Geralmente quem compra um GT40 Superformance compra um chassi rolante, sem motor, e adquire o conjunto mecânico à parte — uma forma de driblar a legislação americana, que exige testes de segurança e equipamentos de série como airbags e controles de tração mesmo de fabricantes artesanais, algo que está mudando após o “low volume manufatucturers act”. Entre as opções estão crate engines modificados e motores OEM, como o Coyote 5.0 do Mustang. No caso do carro do filme, foi utilizado um V8 Roush 427IR, com deslocamento ampliado para 511 cm³ (8,3 litros!) com injeção K&N, escapamento bundle of snakes e capacidade para entregar 612 cv e 79 kgfm de torque, acoplado a um transeixo Quaife de cinco marchas.

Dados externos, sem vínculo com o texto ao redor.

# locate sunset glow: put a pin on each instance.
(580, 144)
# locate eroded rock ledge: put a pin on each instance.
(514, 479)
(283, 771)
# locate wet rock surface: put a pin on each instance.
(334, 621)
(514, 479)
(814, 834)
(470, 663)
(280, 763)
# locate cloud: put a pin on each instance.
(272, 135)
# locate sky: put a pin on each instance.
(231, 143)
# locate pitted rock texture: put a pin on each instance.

O carro usa construção monocoque de aço eletro-galvanizado que, como já dissemos, é uma réplica perfeita da original. A suspensão dianteira traz braços triangulares sobrepostos assimétricos e a traseira, braços arrastados e braços longitudinais assimétricos, com molas H&R e amortecedores Bilstein nos quatro cantos. Os freios são da Wilwood, e as rodas são um jogo de Halibrand fabricadas pela própria Shelby e incluem até mesmo cubos rápidos à moda antiga, do tipo knock-off (do tipo que se prende e solta com uma martelo de borracha).

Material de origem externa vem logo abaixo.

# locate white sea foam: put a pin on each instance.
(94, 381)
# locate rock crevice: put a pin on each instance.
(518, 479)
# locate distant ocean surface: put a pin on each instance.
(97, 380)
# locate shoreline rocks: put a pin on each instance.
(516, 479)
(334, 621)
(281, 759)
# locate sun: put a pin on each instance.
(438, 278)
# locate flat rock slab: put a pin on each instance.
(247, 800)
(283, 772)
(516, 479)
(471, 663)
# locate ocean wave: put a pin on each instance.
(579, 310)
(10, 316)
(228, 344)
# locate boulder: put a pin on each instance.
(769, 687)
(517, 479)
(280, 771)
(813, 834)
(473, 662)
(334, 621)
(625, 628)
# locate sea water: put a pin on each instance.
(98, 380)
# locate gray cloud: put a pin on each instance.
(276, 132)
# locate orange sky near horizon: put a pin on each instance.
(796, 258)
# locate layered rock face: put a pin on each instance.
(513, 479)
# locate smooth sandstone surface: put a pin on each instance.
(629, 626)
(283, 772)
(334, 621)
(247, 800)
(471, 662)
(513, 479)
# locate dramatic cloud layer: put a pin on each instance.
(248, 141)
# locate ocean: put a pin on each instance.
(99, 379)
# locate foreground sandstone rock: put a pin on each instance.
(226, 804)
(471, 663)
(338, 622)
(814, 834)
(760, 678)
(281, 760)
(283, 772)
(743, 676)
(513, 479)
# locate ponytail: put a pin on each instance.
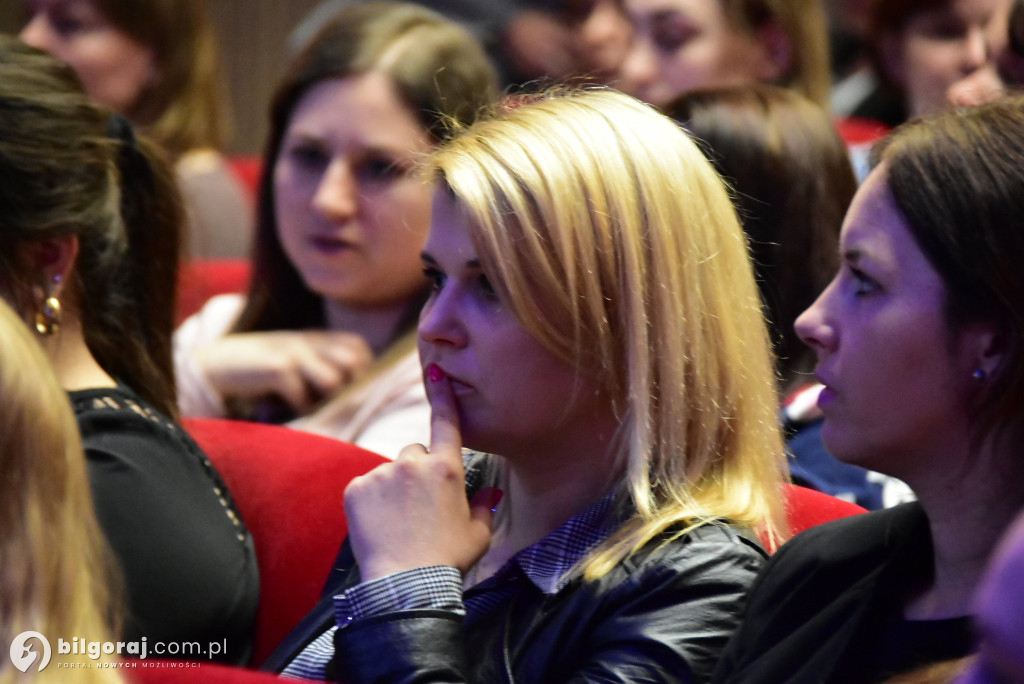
(130, 332)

Por dentro, há bancos revestidos de couro preto (completos com as marcantes ilhoses de metal), volante Motolita e instrumentos Smiths, reproduzindo o interior dos GT40 da época à perfeição. Não por acaso, o carro foi aprovado e autografado por Charlie Agapiou, o mecânico-chefe de Ken Miles nas 24 Horas de Le Mans de 1966, e pelo filho do piloto, Peter Miles.
O GT40 Superformance será uma das atrações do leilão anual da Mecum em Kissimmee, nos EUA, em janeiro de 2020. O valor estimado de arremate não foi divulgado – e, quando isto acontece, é porque não faria diferença para a maioria das pessoas. Sorte de quem tem bala na agulha para colocar um carro de cinema tão significante na garagem.